Specifically, HoREA proposed that the State Bank urgently consider extending Circular 08 by 1 year, which stipulates that credit institutions use a maximum of 30% of short-term mobilized capital for medium- and long-term lending. It should be applied from October 1, 2024 instead of October 1, 2023 to create conditions for credit institutions to reasonably use short-term mobilized capital for medium- and long-term lending. At the same time, it will improve the ability of businesses and people to access credit, without causing "risks" to the safety of the credit system.
In addition, to implement Resolution No. 33 of the Government on a number of solutions to remove obstacles and promote the safe, healthy and sustainable development of the real estate market, the State Bank is assigned to flexibly and synchronously manage monetary policy tools to meet the demand for credit capital flows to serve socio-economic development. Create conditions for businesses, home buyers and investors to quickly access credit capital sources...
According to HoREA, from October 1, 2023, Circular 08 stipulates that credit institutions and foreign bank branches are only allowed to use a maximum of 30% of short-term mobilized capital (mainly short-term savings deposits) for medium- and long-term lending instead of 34% as at present.
However, according to HoREA, the current context of our country's economy has changed very differently from the context when Circular 08 was issued in 2020 and is facing huge challenges, from the impact of "headwinds" that have adverse impacts on our country's socio-economy. Including the real estate sector due to objective, unexpected, and unpredictable factors at the time of Circular 08's issuance.
The economic context at the time the State Bank issued Circular 08 was when the Covid-19 pandemic began to spread to a number of countries and our country had basically controlled the epidemic in this early stage. However, from about the second half of 2020 onwards, the pandemic broke out globally, seriously affecting our country, the economy, including the real estate sector. Although our country had controlled the pandemic and reopened early in the third quarter of 2022. But then the Russia-Ukraine conflict occurred from around the end of the first quarter of 2022, becoming a geopolitical conflict leading to recession, high inflation, and disruption of the global supply chain.
Many projects are still covered up due to legal problems and cannot sell products.
In the current context, the economy and real estate market are still very difficult due to the impact of "headwinds", so there are businesses in many economic sectors that have narrowed down production and business, reducing or even eliminating the need for credit loans. As for many real estate businesses, there is still a need for credit loans but it is difficult to access credit. The main reason is that real estate projects are entangled in legal issues even though the investors have clean land. Meanwhile, commercial banks require businesses to have "investment policy approval at the same time as investor approval", must have a detailed plan at a scale of 1/500, even have a construction permit, the project must be feasible to be eligible for credit loans.
If commercial banks just consider "loosening up" a little bit for businesses to borrow credit "to compensate for finances" with investment projects that ensure feasibility or have collateral such as the project's pink book, it will help businesses overcome difficulties. At the same time, it will contribute to achieving the credit growth target of about 14% in 2023 because as of September 15, the State Bank said that the credit growth result had only reached nearly 12.6 million billion VND, an increase of only 5.56% compared to the end of 2022, and nearly 1 million billion VND could be pumped into the economy.

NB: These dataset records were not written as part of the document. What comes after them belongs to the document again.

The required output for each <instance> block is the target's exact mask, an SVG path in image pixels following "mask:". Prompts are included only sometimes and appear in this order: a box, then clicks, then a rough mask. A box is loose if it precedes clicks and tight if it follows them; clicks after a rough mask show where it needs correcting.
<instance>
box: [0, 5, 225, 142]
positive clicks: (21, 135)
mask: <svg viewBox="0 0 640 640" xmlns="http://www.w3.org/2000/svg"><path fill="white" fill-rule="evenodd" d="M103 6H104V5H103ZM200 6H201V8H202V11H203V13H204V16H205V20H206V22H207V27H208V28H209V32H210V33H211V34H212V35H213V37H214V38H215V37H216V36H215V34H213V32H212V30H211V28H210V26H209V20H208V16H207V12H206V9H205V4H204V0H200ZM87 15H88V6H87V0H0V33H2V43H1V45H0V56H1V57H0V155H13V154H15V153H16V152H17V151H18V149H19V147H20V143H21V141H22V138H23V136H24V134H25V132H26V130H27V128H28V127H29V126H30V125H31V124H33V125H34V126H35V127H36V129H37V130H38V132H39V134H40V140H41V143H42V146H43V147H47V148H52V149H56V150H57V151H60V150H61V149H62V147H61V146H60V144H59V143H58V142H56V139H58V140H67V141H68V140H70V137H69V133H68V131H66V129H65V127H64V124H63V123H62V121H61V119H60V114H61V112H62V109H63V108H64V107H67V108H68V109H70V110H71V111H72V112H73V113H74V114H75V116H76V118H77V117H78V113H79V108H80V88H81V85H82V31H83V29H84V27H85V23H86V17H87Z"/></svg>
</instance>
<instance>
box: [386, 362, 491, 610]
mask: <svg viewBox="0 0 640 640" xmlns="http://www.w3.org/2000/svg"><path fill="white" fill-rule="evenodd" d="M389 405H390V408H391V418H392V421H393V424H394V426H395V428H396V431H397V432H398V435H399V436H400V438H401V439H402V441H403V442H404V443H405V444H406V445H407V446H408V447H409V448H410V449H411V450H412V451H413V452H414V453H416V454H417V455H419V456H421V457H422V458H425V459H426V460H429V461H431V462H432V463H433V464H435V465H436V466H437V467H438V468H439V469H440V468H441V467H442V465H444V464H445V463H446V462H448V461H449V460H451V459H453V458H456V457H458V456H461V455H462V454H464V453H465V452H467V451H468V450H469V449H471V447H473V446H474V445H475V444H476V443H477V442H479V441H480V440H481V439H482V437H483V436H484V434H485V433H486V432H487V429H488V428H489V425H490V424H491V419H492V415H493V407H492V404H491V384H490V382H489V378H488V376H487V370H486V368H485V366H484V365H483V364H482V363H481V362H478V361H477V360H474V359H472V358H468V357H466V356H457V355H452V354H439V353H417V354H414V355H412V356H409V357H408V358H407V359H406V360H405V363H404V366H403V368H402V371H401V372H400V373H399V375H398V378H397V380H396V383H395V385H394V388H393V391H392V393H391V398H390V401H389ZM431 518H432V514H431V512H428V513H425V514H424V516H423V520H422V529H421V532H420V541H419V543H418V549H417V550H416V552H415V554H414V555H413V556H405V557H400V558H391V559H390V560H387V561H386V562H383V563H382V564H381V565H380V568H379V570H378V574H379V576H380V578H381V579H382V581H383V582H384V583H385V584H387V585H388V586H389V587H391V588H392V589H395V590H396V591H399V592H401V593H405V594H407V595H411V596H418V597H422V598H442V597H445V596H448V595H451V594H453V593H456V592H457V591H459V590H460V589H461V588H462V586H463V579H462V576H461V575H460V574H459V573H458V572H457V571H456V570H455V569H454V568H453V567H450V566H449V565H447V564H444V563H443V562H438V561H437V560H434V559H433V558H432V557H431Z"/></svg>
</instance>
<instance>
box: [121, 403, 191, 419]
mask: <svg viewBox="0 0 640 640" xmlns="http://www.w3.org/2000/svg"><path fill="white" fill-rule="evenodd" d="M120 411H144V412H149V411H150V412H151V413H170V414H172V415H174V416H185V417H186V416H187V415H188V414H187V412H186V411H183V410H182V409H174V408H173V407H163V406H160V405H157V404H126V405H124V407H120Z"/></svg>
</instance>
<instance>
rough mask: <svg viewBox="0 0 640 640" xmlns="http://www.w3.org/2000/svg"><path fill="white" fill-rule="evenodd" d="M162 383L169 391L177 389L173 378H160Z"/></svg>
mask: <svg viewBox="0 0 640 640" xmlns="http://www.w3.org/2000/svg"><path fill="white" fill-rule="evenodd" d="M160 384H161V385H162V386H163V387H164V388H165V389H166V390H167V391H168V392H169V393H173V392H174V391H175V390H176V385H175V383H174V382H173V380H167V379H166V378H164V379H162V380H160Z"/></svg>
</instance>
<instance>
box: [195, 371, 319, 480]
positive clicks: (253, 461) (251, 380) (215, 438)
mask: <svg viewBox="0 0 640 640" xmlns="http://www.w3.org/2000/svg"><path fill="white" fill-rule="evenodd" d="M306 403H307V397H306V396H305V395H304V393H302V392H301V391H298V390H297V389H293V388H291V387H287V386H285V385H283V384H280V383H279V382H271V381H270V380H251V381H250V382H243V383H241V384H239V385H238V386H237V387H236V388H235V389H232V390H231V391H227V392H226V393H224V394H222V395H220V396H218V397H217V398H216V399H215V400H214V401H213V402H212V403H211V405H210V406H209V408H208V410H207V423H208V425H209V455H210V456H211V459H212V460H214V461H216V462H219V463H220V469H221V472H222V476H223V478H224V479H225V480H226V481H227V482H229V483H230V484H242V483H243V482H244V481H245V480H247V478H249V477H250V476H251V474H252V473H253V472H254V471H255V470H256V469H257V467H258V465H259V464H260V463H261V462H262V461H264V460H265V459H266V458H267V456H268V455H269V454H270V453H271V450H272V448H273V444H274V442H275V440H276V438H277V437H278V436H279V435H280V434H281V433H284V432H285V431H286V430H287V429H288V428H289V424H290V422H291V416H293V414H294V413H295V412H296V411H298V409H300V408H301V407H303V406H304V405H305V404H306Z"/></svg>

Therefore, HoREA proposes that the Prime Minister consider directing and requesting the State Bank to urgently consider amending and supplementing Circular 08 in the direction of extending the application period of the above regulation by 1 year to create conditions for credit institutions to reasonably use short-term mobilized capital for medium- and long-term lending.
Realizing the shortcomings of Circular 08, HoREA previously sent a document requesting the State Bank to consider extending by 12 months the time of application of the regulation that credit institutions use a maximum of 30% of short-term mobilized capital for medium and long-term loans, which should be applied from October 1, 2024, but the State Bank has not responded.